= Mod ssl =

mod_ssl is an optional module for the Apache HTTP Server. It provides strong cryptography for the Apache v1.3 and v2 webserver via the Secure Sockets Layer (SSL v2/v3) and Transport Layer Security (TLS v1) cryptographic protocols by the help of the Open Source SSL/TLS toolkit OpenSSL.

==History==
The mod_ssl v1 package was initially created in April 1998 by Ralf S. Engelschall via porting Ben Laurie's Apache-SSL 1.17 source patches for Apache 1.2.6 to Apache 1.3b6. Because of conflicts with Ben Laurie's development cycle it then was re-assembled from scratch for Apache 1.3.0 by merging the old mod_ssl 1.x with the newer Apache-SSL 1.18. From this point on mod_ssl lived its own life as mod_ssl v2.

The first publicly released version was mod_ssl 2.0.0 from August 10, 1998. After US export restrictions on cryptographic software were loosened, mod_ssl became part of the Apache HTTP Server with the release of Apache httpd 2. As of October 10, 2009, the latest version released for mod_ssl in Apache 1.3 is mod_ssl v2.8.31-1.3.41 on February 8, 2008.

==Overview==
The original version created for Apache v1.3 was initially created in April 1998 by Ralf S. Engelschall via porting Ben Laurie's Apache-SSL 1.17 source patches for Apache 1.2.6 to Apache 1.3b6. This version is under a BSD-style license. The version for v2.0 and later, in contrast, is maintained by Apache Software Foundation and licensed under Apache License 2.0.

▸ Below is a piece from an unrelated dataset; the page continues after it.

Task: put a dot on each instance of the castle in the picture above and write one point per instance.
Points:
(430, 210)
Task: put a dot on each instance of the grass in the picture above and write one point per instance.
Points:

It is possible to provide HTTP and HTTPS with a single server machine, because HTTP and HTTPS use different server ports, so there is no direct conflict between them. It is either the maintainer who would run two separate Apache server instances (one binds to port 80, the other to port 443) or use Apache's virtual hosting facility where the maintainer can create two virtual servers which Apache dispatches: one responding to port 80 and speaking HTTP and one responding to port 443 speaking HTTPS.

==Differences==
The original mod_ssl in Apache 1.3 available at www.modssl.org is a third-party add-on package requiring additional steps in the compilation and configuration process. Also, the maintainer of the server needs to resolve additional system and Apache dependencies. Apache 2, in contrast, is a built-in module maintained by Apache Software Foundation, and mod_ssl can be easily activated in the compilation and configuration options.